Question

If A and B are complementary angles then ${\sin ^2}A + {\sin ^2}B =$A. $0$B. $\dfrac{1}{2}$C. $2$D. None of these

Hint: First of all, write the two angles in terms of one angle as their sum is equal to ${90^0}$ (since complementary angles). Then find the result by using trigonometric identities.

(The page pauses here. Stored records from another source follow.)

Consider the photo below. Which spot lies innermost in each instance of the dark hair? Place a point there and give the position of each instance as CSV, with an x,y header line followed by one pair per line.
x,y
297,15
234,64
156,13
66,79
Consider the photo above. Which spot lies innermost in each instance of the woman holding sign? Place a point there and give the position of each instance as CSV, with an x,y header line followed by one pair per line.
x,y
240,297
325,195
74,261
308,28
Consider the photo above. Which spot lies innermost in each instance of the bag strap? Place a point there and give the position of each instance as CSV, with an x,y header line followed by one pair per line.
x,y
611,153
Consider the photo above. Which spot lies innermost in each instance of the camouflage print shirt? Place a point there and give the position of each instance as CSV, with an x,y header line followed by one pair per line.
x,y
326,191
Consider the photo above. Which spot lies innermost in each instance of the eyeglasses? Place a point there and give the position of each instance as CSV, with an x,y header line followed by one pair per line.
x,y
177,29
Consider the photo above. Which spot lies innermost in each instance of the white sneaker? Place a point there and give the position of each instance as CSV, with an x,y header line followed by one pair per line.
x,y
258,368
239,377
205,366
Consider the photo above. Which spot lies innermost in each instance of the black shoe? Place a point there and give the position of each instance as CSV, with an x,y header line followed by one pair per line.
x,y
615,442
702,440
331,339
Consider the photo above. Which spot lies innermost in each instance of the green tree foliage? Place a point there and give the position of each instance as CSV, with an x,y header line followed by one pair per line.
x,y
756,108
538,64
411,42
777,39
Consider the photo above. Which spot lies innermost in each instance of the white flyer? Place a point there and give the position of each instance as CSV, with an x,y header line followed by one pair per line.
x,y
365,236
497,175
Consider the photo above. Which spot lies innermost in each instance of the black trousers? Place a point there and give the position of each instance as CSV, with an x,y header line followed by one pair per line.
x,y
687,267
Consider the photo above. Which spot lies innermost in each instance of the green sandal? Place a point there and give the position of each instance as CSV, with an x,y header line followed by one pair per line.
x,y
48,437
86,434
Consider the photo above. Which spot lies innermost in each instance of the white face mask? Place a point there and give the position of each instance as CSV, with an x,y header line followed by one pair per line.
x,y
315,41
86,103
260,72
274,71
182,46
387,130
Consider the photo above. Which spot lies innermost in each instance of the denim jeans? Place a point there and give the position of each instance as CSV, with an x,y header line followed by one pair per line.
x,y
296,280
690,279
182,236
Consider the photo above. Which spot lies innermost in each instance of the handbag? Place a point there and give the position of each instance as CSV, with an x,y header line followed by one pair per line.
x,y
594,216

So, use this concept to reach the solution of the problem.

Complete step-by-step solution -
Given that angles A and B are complementary angles.
So, $A + B = {90^0}$
$\Rightarrow A = {90^0} - B.......................................................\left( 1 \right)$
To find ${\sin ^2}A + {\sin ^2}B =$
$\Rightarrow {\sin ^2}\left( {{{90}^0} - B} \right) + {\sin ^2}B$
We know that $\sin \left( {{{90}^0} - x} \right) = \cos x$
So, we have
$\Rightarrow {\cos ^2}B + {\sin ^2}B$
We know that ${\cos ^2}x + {\sin ^2}x = 1$
By using the above formula, we get
$\Rightarrow {\cos ^2}B + {\sin ^2}B = 1$
Therefore, ${\sin ^2}A + {\sin ^2}B = 1$
Thus, the correct option is D. None of these

Note: We can write $\sin \left( {{{90}^0} - x} \right)$ as $\cos x$ because their values do not change and they lie in the same quadrant. Two angles are said to be complementary angles when the sum of their individual angles is equal to ${90^0}$.